Steel Wheels, Detroit Iron, Enhanced CompetitionWritten by William C. Vantuono, Editor-in-Chief
FROM THE EDITOR, MAY 2023 RAILWAY AGE: Keith Creel hit the spike on the head when he said Canadian Pacific Kansas City (CPKC) will not only preserve competition (the STB’s litmus test), but also enhance it.
Not long after the metallic sound of a chromed spike maul hitting a ceremonial Final Spike quieted, along came CN, Union Pacific and GMXT announcing their “Falcon Premium” interline intermodal product as competition to CPKC’s single-line service. This is a very good thing, because healthy competition among friendly (hopefully?) railroad rivals should improve service, reduce costs passed on to customers, and grow market share.
Think back to the golden age of passenger rail, when the Pennsylvania Railroad’s premier train, the Broadway Limited, competed with its New York Central counterpart, the 20th Century Limited. Both left New York City (westbound) and Chicago (eastbound) daily at the same time.

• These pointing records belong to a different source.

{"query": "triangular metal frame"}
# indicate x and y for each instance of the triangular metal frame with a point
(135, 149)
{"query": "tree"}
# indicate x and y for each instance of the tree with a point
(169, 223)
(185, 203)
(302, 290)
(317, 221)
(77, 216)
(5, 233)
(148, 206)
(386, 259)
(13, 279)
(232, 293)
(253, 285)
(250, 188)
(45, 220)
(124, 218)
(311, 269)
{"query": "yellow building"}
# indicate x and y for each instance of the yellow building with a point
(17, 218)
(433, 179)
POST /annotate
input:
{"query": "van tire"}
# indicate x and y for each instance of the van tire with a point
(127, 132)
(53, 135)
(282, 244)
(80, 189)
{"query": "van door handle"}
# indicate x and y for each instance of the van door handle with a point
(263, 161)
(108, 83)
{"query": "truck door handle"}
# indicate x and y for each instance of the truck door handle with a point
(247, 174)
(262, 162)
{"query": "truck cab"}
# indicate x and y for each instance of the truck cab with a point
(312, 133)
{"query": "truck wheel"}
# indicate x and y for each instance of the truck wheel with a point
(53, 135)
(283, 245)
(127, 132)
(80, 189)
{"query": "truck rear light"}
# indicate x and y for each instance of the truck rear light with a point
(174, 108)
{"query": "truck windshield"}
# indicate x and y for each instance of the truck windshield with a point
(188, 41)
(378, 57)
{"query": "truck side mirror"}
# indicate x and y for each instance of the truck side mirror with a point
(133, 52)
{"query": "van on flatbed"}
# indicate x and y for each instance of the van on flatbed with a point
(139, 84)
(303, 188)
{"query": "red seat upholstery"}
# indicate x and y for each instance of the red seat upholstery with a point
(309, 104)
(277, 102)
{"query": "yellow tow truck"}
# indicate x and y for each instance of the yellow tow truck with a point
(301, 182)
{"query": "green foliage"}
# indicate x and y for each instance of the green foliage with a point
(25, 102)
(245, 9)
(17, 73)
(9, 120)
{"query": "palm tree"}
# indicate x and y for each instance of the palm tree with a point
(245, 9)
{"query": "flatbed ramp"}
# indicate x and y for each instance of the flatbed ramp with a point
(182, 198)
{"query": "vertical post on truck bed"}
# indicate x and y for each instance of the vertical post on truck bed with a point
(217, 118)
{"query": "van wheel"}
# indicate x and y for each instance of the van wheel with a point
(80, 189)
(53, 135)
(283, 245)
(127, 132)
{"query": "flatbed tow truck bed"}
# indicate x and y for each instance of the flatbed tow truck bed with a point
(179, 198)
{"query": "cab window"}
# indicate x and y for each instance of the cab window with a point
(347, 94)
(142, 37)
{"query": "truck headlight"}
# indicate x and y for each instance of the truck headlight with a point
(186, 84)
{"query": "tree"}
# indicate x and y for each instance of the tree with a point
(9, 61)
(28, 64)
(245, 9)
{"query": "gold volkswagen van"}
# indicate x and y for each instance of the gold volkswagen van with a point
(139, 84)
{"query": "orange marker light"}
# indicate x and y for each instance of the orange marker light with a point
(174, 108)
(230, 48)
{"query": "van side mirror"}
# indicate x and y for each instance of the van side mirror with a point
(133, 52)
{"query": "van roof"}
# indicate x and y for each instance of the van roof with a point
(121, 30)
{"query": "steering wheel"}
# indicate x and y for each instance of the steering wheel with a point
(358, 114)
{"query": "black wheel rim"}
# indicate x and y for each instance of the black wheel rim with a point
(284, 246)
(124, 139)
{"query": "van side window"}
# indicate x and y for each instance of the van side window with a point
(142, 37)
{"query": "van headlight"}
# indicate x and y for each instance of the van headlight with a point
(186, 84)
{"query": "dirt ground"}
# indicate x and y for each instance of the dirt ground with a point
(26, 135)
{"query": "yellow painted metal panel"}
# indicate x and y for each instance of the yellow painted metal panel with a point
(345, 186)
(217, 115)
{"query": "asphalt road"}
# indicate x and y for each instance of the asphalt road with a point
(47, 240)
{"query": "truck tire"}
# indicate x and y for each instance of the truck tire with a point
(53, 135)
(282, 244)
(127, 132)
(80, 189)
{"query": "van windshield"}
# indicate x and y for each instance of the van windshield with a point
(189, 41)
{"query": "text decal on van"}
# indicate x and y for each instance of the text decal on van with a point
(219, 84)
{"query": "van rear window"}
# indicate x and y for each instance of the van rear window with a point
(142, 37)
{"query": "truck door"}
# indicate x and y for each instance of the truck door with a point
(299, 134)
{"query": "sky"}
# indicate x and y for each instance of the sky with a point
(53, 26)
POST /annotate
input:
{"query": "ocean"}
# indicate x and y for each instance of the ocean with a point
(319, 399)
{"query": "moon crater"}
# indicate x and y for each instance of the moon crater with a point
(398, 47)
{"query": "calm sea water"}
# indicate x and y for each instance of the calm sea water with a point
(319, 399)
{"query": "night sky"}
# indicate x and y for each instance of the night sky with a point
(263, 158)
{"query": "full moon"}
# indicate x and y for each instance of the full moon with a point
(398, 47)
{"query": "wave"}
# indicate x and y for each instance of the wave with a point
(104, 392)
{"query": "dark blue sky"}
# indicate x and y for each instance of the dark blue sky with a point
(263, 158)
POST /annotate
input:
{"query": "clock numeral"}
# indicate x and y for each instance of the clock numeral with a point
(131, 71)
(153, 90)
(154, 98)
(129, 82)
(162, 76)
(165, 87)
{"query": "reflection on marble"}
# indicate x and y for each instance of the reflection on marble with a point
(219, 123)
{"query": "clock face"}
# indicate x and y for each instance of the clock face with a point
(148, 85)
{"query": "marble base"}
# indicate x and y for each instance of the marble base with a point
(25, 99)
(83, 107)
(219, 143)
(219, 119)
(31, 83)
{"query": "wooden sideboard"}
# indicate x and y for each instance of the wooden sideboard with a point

The PRR and NYC main lines ran parallel for six miles south of Chicago; on eastbound runs, the two trains would “race” each other (see Howard Fogg’s painting, The Race of the Century, above). On June 15, 1938, both railroads introduced 16-hour schedules and new streamlined equipment.
One of the most memorable examples of competition occurred at General Motors in the 1960s, during the “muscle car” era. In those days, GM’s divisions operated semi-independently, with their own teams of engineers and designers. Pontiac was first with the GTO in 1964 (above). Its concept was simple: Take a large-displacement, high-horsepower V8 from a full-size model, add some goodies like tri-power carbs, a four-speed, dual exhaust and bucket seats, and offer them in a mid-sized Tempest LeMans. The idea wasn’t new (hot-rodders had been doing it for years), but the “Goat” sold like crazy. Chevrolet, Oldsmobile and Buick soon followed, offering the Chevelle Malibu SS, Cutlass 442 and Skylark Gran Sport, respectively. Though these GM A Body cars shared some basic architecture (frames, suspensions, “greenhouses”), they were distinctive, with their own engines, and of course, styling. Ford, Chrysler and American Motors joined the competition (Torino GT, Charger, Roadrunner, Javelin, etc.). Glory days, for sure.
Badge engineering and cost-cutting-obsessed beancounters rather than people with a passion for cars running GM later led to some very dull products and huge market share losses. That’s a story for another day.
Today, our industry seems to be developing a true competitive spirit. Falcon Premium and CPKC hotshot intermodal trains could be “racing” across the Mexican and Canadian borders. Who will win? Customers!
Let’s remember, though, that like GM’s divisions in the 1960s, we’re all on the same team, with identical service and safety goals.